Simulated Author's Rebuttal

3 responses · 0 unresolved

We thank the referee for the constructive and detailed feedback. We address each major comment point by point below, providing clarifications from the manuscript and indicating planned revisions where appropriate to improve rigor and transparency.

read point-by-point responses
  1. Referee: [Abstract and Experimental Results] Abstract and Experimental Results: the reported gains on NavSim lack details on statistical significance testing, exact baseline implementations, data exclusion rules, error bars, or number of runs. Without these, it is difficult to assess whether the improvements with fewer samples are robust or could be explained by variance in training or evaluation.

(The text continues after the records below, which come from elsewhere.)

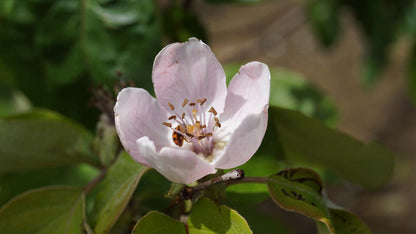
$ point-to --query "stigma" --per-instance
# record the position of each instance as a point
(194, 124)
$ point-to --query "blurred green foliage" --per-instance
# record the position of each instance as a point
(380, 21)
(54, 51)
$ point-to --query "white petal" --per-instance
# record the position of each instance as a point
(248, 93)
(138, 114)
(177, 164)
(189, 70)
(244, 120)
(243, 142)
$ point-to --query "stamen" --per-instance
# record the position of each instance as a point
(167, 124)
(201, 101)
(185, 102)
(201, 137)
(213, 111)
(190, 128)
(171, 106)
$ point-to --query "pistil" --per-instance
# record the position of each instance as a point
(195, 127)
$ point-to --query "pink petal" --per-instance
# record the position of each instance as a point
(244, 120)
(248, 93)
(244, 141)
(189, 70)
(177, 164)
(138, 114)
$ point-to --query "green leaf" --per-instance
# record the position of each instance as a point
(324, 18)
(307, 140)
(158, 223)
(299, 190)
(12, 184)
(95, 39)
(115, 191)
(345, 223)
(207, 217)
(42, 138)
(261, 165)
(106, 142)
(46, 210)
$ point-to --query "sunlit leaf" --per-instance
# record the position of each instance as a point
(207, 217)
(42, 138)
(46, 210)
(345, 223)
(300, 190)
(158, 223)
(115, 191)
(15, 183)
(308, 140)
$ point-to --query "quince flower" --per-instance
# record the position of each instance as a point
(195, 125)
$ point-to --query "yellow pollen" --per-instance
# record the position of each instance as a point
(201, 101)
(171, 106)
(167, 124)
(201, 137)
(185, 102)
(190, 128)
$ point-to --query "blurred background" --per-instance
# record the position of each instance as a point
(351, 64)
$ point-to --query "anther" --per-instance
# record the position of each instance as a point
(201, 137)
(185, 102)
(213, 111)
(171, 106)
(201, 101)
(167, 124)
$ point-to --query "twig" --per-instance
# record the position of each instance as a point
(248, 180)
(235, 175)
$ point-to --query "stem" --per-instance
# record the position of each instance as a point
(234, 175)
(248, 180)
(95, 181)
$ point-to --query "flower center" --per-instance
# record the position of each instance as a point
(195, 125)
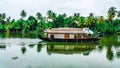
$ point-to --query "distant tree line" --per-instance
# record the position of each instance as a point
(109, 25)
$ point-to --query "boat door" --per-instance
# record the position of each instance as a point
(66, 36)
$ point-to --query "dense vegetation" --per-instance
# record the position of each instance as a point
(110, 25)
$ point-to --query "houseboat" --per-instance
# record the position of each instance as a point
(69, 35)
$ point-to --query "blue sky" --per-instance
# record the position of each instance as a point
(84, 7)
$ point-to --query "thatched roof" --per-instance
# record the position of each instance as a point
(66, 30)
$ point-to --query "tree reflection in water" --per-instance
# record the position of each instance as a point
(23, 50)
(70, 48)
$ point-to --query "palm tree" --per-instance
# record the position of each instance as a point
(23, 14)
(38, 15)
(118, 14)
(111, 13)
(101, 19)
(51, 15)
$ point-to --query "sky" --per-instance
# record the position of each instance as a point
(13, 8)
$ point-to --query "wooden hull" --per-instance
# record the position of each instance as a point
(69, 40)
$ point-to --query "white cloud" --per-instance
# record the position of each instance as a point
(84, 7)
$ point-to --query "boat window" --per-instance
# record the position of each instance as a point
(52, 36)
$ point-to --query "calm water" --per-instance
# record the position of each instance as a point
(26, 51)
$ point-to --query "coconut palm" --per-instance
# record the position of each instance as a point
(38, 15)
(51, 15)
(111, 13)
(23, 14)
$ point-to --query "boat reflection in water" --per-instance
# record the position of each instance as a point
(70, 48)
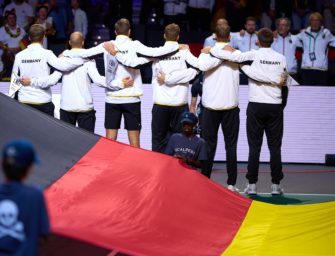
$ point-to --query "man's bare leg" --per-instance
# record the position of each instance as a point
(111, 134)
(134, 138)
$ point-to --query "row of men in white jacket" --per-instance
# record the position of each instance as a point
(312, 39)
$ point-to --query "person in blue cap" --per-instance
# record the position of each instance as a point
(24, 220)
(187, 146)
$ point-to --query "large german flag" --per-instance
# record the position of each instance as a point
(139, 202)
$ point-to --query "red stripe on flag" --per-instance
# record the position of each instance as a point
(144, 203)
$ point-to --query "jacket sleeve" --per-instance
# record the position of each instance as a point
(191, 60)
(156, 52)
(180, 76)
(85, 53)
(206, 62)
(265, 77)
(99, 80)
(94, 74)
(235, 56)
(45, 82)
(64, 63)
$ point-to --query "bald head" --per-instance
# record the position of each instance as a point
(76, 40)
(222, 21)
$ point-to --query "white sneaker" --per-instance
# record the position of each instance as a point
(233, 188)
(251, 189)
(276, 189)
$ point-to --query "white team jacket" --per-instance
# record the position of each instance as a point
(175, 90)
(125, 46)
(287, 46)
(221, 82)
(204, 4)
(76, 92)
(34, 62)
(317, 43)
(244, 43)
(265, 73)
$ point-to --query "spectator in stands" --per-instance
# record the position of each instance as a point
(146, 10)
(286, 43)
(175, 12)
(45, 21)
(28, 225)
(220, 106)
(199, 14)
(32, 3)
(245, 41)
(62, 18)
(10, 36)
(211, 40)
(236, 13)
(186, 145)
(329, 14)
(24, 13)
(119, 9)
(302, 9)
(248, 41)
(79, 18)
(315, 41)
(274, 9)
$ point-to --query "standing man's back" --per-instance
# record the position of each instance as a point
(220, 106)
(34, 62)
(24, 220)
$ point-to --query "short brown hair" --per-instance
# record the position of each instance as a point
(122, 27)
(317, 15)
(36, 33)
(252, 18)
(76, 39)
(171, 32)
(222, 32)
(265, 37)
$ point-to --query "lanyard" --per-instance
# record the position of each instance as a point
(310, 38)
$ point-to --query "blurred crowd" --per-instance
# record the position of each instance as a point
(61, 17)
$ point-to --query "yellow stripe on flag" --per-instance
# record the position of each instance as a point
(289, 230)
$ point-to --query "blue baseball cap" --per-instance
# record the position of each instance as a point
(20, 152)
(189, 117)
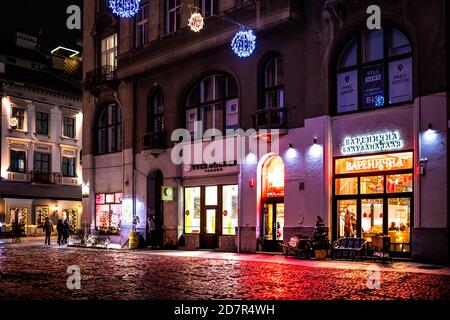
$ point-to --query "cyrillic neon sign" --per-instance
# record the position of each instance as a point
(372, 143)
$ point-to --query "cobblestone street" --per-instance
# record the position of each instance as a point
(35, 271)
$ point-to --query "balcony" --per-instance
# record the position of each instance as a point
(38, 177)
(98, 78)
(154, 140)
(271, 118)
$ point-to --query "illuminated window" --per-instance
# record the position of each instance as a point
(273, 177)
(374, 70)
(109, 52)
(192, 207)
(230, 210)
(108, 212)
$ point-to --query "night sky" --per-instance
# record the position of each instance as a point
(33, 15)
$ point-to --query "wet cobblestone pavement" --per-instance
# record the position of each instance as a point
(39, 272)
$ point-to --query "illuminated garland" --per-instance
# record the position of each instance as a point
(125, 8)
(244, 43)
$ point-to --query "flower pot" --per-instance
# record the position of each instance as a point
(320, 254)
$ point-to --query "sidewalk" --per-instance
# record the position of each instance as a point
(397, 266)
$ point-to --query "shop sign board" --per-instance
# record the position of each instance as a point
(372, 143)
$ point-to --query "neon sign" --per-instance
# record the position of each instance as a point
(371, 143)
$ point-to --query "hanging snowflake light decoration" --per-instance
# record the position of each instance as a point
(196, 22)
(244, 43)
(124, 8)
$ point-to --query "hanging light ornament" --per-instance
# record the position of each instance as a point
(196, 22)
(124, 8)
(244, 43)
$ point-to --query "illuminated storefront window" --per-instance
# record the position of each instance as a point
(192, 210)
(230, 210)
(108, 212)
(376, 199)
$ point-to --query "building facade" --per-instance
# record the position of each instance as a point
(350, 124)
(40, 136)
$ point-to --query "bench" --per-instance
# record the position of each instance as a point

    Authors: We agree that additional statistical details would strengthen the presentation of results. In the revised manuscript we will report error bars computed over multiple independent training runs (specifying the exact number of runs and random seeds), include statistical significance tests (such as paired t-tests or Wilcoxon signed-rank tests) between AutoScale and the baselines, and expand the experimental section to describe exact baseline implementations, data exclusion criteria, and evaluation protocols. revision: yes

  2. Referee: [Method (Cluster-GA and retrieval)] Method section on Cluster-GA: cluster importance weights and retrieval criteria appear derived from the same data distribution being optimized, and both gradient ascent steps and final performance measurement occur inside NavSim. This raises a load-bearing concern that reported gains may reflect fitting to simulator-specific artifacts rather than transferable improvements; an external hold-out (real data or alternate simulator) is needed to break potential circularity.

    Authors: We acknowledge the validity of the circularity concern. The closed-loop design intentionally uses NavSim feedback to guide data mixture optimization for the real-synthetic co-training task, and cross-domain baselines are already included to probe generalization. To further mitigate simulator-specific artifacts, the revision will add an explicit discussion of potential biases together with results on an external hold-out (either a real-world driving dataset or an alternate simulator) to demonstrate that the selected mixtures transfer beyond the optimization loop. revision: partial

  3. Referee: [Experimental Results] Experimental Results: cluster definitions and the number of gradient ascent steps are described without ablation on their sensitivity or post-hoc selection criteria. If these choices were tuned on the evaluation distribution, the cross-domain and budget-constrained claims require re-validation with fixed, pre-specified hyperparameters.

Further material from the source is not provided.